Am 16. und 17. November fand der diesjährige 10. Deutsche Vergabetag, die Leitveranstaltung für Vergaberecht und öffentliches Auftragswesen, in Berlin statt. Über 700 Personen aus Vergabepraxis, Rechtspflege, Wirtschaft und Wissenschaft kamen zum jährlichen Familientreffen der Vergabe-Community nach Berlin. Der nach Teilnehmenden bisher größte Vergabetag hielt dabei gleich mehrere Premieren bereit.

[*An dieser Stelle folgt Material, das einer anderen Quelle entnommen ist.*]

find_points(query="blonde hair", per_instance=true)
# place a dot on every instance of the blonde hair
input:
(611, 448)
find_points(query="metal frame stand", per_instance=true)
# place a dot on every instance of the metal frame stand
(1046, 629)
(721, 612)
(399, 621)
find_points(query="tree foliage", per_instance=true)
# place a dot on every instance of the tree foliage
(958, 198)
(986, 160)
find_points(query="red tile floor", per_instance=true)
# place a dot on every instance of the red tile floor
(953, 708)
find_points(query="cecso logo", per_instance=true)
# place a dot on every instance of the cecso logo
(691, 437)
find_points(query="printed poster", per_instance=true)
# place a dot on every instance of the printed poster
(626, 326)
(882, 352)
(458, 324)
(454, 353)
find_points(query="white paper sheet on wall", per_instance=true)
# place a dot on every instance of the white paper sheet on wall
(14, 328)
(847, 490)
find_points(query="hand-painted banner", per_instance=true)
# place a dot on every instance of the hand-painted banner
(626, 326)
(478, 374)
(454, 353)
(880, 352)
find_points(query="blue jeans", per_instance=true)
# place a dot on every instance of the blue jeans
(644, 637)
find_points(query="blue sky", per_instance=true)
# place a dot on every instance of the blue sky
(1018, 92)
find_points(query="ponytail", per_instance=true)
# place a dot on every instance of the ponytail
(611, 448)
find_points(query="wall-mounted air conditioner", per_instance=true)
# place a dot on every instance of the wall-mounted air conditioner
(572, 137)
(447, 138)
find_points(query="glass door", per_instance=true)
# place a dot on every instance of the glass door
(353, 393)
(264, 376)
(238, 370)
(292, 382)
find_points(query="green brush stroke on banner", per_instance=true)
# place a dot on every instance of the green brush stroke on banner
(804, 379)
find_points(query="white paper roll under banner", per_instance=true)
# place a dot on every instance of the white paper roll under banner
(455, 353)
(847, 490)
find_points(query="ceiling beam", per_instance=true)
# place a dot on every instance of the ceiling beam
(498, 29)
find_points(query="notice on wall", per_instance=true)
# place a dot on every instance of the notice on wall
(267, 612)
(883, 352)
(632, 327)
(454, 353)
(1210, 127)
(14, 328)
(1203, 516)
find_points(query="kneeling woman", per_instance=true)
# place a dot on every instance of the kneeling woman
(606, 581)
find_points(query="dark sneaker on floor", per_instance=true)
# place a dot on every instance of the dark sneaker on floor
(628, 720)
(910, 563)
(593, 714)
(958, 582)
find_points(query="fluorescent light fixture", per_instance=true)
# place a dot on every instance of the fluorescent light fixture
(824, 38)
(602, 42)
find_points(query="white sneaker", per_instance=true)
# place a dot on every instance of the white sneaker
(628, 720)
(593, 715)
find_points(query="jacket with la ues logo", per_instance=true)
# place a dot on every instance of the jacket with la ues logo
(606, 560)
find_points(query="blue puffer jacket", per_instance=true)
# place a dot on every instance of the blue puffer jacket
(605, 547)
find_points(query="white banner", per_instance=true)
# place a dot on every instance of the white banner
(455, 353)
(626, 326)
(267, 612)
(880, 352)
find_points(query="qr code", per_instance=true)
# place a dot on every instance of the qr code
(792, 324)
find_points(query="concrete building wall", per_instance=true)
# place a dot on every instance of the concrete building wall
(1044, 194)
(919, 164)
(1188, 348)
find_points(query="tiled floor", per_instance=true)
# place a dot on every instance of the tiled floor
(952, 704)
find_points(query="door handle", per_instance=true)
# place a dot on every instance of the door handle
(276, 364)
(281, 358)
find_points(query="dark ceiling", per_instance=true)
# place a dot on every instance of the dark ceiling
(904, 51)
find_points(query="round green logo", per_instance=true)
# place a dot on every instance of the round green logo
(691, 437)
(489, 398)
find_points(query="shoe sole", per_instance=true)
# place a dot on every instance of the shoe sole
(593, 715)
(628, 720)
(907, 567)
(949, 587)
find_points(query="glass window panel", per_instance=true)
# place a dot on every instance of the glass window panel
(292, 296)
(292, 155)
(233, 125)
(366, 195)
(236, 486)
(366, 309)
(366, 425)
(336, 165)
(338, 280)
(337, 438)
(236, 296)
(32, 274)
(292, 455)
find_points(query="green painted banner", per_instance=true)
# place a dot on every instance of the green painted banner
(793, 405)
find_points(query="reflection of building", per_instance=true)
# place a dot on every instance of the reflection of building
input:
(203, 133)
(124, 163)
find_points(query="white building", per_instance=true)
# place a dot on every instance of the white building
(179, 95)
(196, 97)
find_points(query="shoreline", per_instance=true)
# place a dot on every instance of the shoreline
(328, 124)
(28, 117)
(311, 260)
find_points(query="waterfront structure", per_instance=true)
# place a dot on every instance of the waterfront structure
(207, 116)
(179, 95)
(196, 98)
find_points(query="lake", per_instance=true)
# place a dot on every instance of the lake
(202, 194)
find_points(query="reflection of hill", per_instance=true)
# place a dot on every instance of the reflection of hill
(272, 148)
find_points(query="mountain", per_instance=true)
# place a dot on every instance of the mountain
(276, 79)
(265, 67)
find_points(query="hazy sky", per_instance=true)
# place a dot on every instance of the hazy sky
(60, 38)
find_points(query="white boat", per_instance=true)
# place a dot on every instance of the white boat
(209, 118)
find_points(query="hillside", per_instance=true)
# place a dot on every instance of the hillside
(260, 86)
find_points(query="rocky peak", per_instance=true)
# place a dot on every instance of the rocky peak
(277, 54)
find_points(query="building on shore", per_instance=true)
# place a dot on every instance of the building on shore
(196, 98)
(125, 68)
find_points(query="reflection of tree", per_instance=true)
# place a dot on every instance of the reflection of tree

Mehr erfahren Sie in unserem bebilderten Rückblick:

Der Tag war überschattet vom Streik der Lokführergewerkschaft GDL, die sich punktgenau den ersten der beiden Kongresstage dafür ausgesucht hatte. Dennoch schafften es gut 700 der über 800 angemeldeten Teilnehmer nach Berlin.

Wie bereits in den Vorjahren fand die Veranstaltung im Martitim proArte Hotel im Herzen von Berlin-Mitte statt. Die Moderation der beiden Kongresstage übernahm auch dieses Mal Frau Dr. Nicola Ohrtmann, Fachanwältin für Vergaberecht und Equity-Partnerin bei AULINGER Rechtsanwälte Notare, in gewohnt souveräner wie charmanter Weise. Frau Dr. Orthmann ist bereits seit der zweiten Auflage des Deutschen Vergabetages im Jahr 2016 „das Gesicht“ der Tagung und so ließ sie in ihrer Eröffnung die Highlights der vergangenen Jahre Revue passieren.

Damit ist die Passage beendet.